There are several limitations to note. First, when examining rare samples, such as participants with specific genetic etiologies, sample size is a common concern. Here, we sought to first examine relevant individual difference factors often observed in genetic subgroups, including clinical diagnosis and functional abilities, before directly comparing subgroups. However, there are additional medical and clinical co-occurring conditions that may be relevant. For instance, while prevalence rates of epilepsy in autistic individuals are varied, reported rates of seizures are greater than that in the general population (5–40%) (Canitano, 2007). Seizures may have clinical relevance to sensory processing, such that brain processes underlying seizure activity (i.e., increased neuronal connections) may also be indicated in hypersensitivity to sensory stimuli. While presence and prevalence of seizure activity is variable among the four targeted genetic subgroups discussed here, future work should consider characterizing participants with seizure activity to explore the relevance of additional individual difference factors in identifying unique sensory phenotypic profiles.

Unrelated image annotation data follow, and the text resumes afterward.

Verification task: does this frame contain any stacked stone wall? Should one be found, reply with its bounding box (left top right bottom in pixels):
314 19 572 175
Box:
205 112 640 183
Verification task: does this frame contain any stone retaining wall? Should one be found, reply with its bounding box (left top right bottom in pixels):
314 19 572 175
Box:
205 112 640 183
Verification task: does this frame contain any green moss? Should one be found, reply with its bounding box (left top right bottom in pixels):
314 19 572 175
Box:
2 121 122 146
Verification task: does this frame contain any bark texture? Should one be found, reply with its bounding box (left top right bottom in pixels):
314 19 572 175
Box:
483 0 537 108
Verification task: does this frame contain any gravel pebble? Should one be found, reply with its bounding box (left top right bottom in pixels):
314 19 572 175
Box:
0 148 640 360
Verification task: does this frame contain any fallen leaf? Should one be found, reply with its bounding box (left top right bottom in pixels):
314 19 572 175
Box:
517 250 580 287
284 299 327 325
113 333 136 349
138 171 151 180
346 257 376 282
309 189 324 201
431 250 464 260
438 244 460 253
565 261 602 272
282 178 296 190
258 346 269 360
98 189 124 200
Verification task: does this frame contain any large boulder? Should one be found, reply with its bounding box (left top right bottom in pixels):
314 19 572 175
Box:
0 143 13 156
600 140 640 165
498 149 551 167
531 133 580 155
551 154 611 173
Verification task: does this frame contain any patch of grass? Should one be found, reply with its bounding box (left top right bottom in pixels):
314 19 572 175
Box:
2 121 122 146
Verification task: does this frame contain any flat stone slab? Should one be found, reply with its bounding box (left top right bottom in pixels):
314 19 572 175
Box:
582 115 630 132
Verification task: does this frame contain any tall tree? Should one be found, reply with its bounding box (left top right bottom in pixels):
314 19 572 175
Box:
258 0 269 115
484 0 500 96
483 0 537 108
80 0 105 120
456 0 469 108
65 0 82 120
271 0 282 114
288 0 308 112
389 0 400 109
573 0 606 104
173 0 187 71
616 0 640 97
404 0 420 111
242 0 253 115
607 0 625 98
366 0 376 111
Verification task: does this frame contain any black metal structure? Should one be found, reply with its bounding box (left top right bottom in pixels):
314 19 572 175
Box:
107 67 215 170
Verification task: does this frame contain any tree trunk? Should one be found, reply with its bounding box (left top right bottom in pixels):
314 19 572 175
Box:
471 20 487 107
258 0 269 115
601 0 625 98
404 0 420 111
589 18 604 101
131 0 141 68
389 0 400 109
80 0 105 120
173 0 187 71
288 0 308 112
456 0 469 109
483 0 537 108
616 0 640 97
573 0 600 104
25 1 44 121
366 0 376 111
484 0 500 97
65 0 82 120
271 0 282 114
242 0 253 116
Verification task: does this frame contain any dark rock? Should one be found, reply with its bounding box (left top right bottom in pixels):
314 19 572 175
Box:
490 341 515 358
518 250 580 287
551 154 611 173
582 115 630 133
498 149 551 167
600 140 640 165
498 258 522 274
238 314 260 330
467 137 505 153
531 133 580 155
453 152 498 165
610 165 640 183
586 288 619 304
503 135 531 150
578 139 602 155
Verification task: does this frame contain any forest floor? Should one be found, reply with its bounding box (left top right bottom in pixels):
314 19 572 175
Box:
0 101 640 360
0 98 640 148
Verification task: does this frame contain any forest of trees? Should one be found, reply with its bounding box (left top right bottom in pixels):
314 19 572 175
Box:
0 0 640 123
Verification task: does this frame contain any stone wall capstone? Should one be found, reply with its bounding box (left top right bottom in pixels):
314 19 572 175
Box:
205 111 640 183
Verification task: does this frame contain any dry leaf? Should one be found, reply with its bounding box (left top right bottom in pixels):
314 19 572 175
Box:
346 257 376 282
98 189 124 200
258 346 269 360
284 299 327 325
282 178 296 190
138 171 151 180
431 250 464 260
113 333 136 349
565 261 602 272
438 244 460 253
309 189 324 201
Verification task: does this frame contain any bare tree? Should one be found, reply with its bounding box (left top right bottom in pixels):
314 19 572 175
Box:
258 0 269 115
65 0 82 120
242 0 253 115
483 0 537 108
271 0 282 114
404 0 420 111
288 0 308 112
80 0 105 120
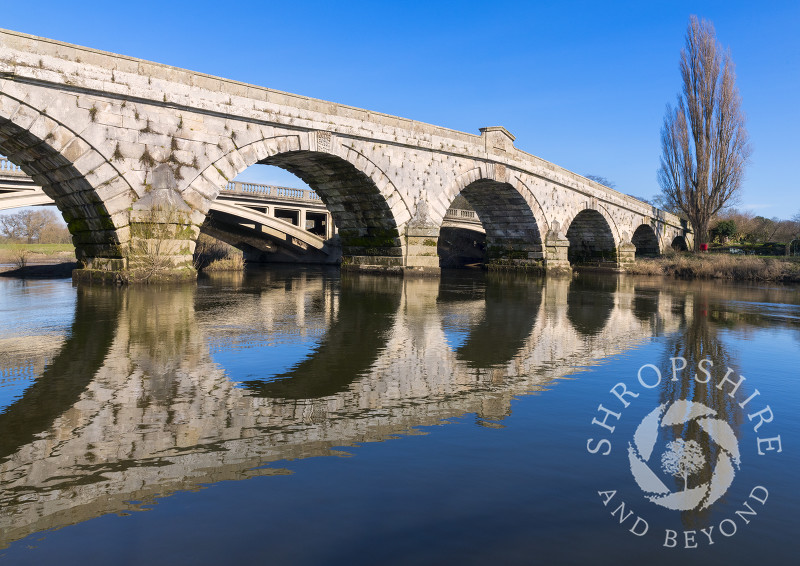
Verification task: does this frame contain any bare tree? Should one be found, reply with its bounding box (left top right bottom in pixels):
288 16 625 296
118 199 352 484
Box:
658 16 750 251
0 210 55 244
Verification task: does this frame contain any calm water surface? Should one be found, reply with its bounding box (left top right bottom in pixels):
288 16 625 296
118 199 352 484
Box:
0 270 800 565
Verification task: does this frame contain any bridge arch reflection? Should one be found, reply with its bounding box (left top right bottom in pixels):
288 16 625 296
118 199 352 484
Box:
0 273 708 546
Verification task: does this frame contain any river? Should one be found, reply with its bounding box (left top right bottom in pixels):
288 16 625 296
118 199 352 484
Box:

Relatedly, we acknowledge that it will be important to clarify the role of sensory modality by testing unimodal and possibly multimodal processing abilities. The current paper serves as a first step in unpacking individual differences within genetic subgroups that have heterogeneous clinical and functional presentations. While the Sensory Profile does provide a dimensional approach, additional future studies need to account for comprehensive, multidimensional, and multimodal assessment approaches across longitudinal time (see Uljarević et al., 2017). In addition, we encourage researchers to consider unpacking dynamic sensory phenotypes to understand sensory behaviors in real-time (for instance, neural habituation; see Hudac et al., 2017).

Second, it can be difficult to separate out codependent or shared aspects of sensory behaviors. The implementation of regression models aimed to optimize this assessment by including all individual difference factors within a single model for each measurement, before comparing the single regression coefficients. Yet, this statistical approach may insufficiently address aspects of different phenotypes that are truly codependent. As one example, diagnosis and walking statuses may collectively describe a unique profile, considering that walking milestones are delayed exponentially for children with lower nonverbal cognition scores (i.e., < 70; 31% in ASD, 60% in non-ASD) relative to children with higher scores (13% in ASD, 19% in non-ASD) (Bishop et al., 2016). Thus, these factors may be colinear in our models (and other research); a more detailed exploration would clarify how these individual difference factors may interact.

Conclusion

Our approach here presumed that sensory behaviors would be common among participants with a known genetic etiology. However, other aspects of the phenotype (e.g., medical history, sleep issues) within these subgroups as well as functional genetic differences may impact the variability observed in our results. For instance, while we clustered subgroups based upon a known gene that is disrupted, different variants may have different functional consequences. This is particularly notable for SCN2A, which has diverging phenotypes based upon whether the variant generates a loss or gain of function (Spratt et al., 2019). This level of granularity was beyond the scope of this paper but is essential for future work.